政府は、早期の条約締結に向けて国内諸法制を整備するため、厚生労働省に「労働・雇用分野における障害者権利条約への対応の在り方に関する研究会」を設置して検討を進めてきた。この研究会は過日開催された第9回の会合をもって大方の議論を終了し、今後は労働政策審議会(障害者雇用分科会)にて審議されていくこととなった。
研究会では、「職場における合理的配慮の提供」といった従来我が国に無かった概念も含めて多面的な議論が重ねられてきたが、委員間に特段の異論なくコンセンサスを得られた事項もある。その一つが「障害者雇用率制度の存続」だ。
「障害者雇用率制度」とは、障害者雇用促進法で定める雇用率(民間企業は現行1.8%、平成25年4月からは2.0%)未達成の事業主(※)は、法定雇用障害者数に不足する障害者1人につき月額5万円の「障害者雇用納付金」を納付しなければならないとするもの。
※ただし常用雇用労働者(短時間労働者は0.5人として算入)が200人以下(平成27年4月からは100人以下)の事業主は対象外
障害者雇用率制度は、つまるところ企業に対して一定の障害者雇用を義務付けるものだが、研究会では、現行の障害者雇用率制度が我が国の障害者雇用に寄与してきた効果を評価し、この仕組みを「障害者権利条約における積極的差別是正措置(ポジティブアクション)」と位置付け、実質的な機会均等を維持するために障害者雇用率制度は存続させるべきとしている。

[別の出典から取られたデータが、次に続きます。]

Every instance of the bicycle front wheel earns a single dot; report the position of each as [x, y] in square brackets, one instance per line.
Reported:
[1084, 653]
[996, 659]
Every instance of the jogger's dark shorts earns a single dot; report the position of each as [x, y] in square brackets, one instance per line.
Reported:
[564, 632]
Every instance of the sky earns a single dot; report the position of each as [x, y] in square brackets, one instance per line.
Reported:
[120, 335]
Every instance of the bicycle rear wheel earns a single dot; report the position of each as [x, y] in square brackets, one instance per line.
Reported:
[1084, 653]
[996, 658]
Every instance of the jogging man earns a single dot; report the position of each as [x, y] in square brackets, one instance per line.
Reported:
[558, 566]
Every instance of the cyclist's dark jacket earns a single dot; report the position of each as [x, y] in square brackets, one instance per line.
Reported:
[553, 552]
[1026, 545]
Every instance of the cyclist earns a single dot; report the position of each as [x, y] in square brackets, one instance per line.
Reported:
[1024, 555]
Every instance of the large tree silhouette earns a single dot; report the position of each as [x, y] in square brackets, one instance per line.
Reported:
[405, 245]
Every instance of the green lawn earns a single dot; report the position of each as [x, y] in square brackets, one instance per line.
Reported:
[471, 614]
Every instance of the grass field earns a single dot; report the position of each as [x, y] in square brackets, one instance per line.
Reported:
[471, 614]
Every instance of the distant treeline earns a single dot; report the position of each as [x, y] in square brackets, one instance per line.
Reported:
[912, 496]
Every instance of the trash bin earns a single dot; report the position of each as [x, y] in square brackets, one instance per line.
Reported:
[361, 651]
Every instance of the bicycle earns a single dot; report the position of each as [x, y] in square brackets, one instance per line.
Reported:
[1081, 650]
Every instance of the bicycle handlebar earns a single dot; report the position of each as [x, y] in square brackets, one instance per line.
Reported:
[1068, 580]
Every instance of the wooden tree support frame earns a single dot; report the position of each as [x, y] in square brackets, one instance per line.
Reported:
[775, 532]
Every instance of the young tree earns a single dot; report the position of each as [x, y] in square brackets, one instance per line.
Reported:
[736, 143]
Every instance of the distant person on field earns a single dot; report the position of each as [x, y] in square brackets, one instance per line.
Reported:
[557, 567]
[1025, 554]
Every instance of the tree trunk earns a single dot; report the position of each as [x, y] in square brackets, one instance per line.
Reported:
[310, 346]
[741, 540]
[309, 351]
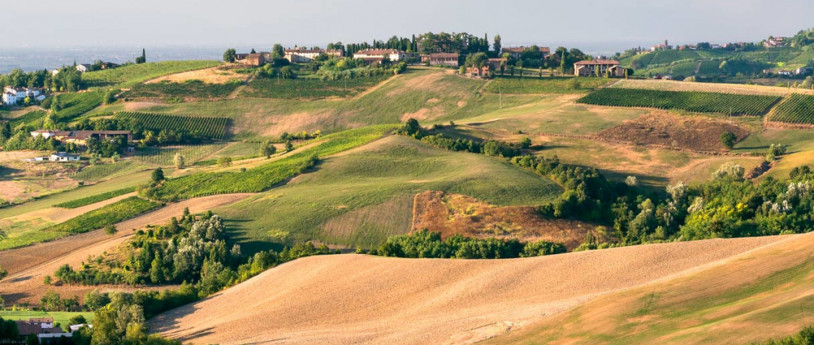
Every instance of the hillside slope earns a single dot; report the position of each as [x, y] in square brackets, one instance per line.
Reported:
[346, 299]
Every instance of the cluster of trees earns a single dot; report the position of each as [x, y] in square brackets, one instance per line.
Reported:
[490, 147]
[8, 331]
[426, 244]
[192, 250]
[68, 79]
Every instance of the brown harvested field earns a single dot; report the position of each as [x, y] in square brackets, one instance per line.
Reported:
[360, 299]
[213, 75]
[694, 133]
[28, 266]
[453, 214]
[768, 293]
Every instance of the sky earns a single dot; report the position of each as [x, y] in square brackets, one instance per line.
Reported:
[603, 25]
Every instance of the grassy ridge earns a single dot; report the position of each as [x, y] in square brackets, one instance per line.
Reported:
[516, 85]
[210, 127]
[110, 214]
[127, 76]
[310, 87]
[94, 198]
[703, 102]
[266, 176]
[797, 109]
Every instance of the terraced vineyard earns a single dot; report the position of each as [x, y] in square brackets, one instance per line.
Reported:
[797, 109]
[702, 102]
[210, 127]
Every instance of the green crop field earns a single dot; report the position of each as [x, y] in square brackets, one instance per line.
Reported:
[266, 176]
[95, 198]
[110, 214]
[127, 76]
[310, 88]
[516, 85]
[702, 102]
[190, 88]
[365, 196]
[796, 109]
[71, 105]
[210, 127]
[165, 156]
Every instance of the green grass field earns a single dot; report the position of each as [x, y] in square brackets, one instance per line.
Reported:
[365, 195]
[517, 85]
[61, 317]
[795, 109]
[127, 76]
[702, 102]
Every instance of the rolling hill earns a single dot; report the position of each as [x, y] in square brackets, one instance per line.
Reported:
[354, 299]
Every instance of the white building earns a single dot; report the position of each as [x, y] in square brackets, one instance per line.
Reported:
[377, 55]
[64, 157]
[82, 68]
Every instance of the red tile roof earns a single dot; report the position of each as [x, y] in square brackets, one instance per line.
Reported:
[597, 62]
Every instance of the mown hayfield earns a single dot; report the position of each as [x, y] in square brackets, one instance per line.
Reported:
[750, 298]
[702, 102]
[796, 109]
[364, 195]
[309, 88]
[353, 299]
[738, 89]
[517, 85]
[127, 76]
[429, 95]
[187, 89]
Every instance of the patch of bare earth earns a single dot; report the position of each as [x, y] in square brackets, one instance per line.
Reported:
[214, 75]
[453, 214]
[360, 299]
[692, 133]
[29, 265]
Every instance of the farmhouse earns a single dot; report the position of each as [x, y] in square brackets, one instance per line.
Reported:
[588, 68]
[377, 55]
[42, 328]
[81, 137]
[302, 55]
[772, 42]
[496, 63]
[253, 60]
[13, 95]
[441, 59]
[63, 157]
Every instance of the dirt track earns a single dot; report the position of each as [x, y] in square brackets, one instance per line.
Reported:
[350, 299]
[28, 266]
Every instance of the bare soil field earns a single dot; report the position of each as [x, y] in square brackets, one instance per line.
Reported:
[694, 133]
[453, 214]
[214, 75]
[29, 265]
[359, 299]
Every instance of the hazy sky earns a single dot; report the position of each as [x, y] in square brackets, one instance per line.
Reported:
[255, 23]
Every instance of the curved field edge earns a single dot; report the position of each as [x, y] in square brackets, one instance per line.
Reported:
[362, 196]
[348, 299]
[266, 176]
[767, 293]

障害者権利条約が批准されると、企業に対しては、障害者雇用に関する直接・間接の差別が禁じられるのは言うまでもなく、「機会の均等」だけでなく「結果の均等」も求められることになりそうだ。
条約の批准は当分先になりそうではあるが、雇う側の立場としてはその時になって慌てないよう、今のうちから自社における障害者雇用に関する方向性を整理しておいた方が良いだろう。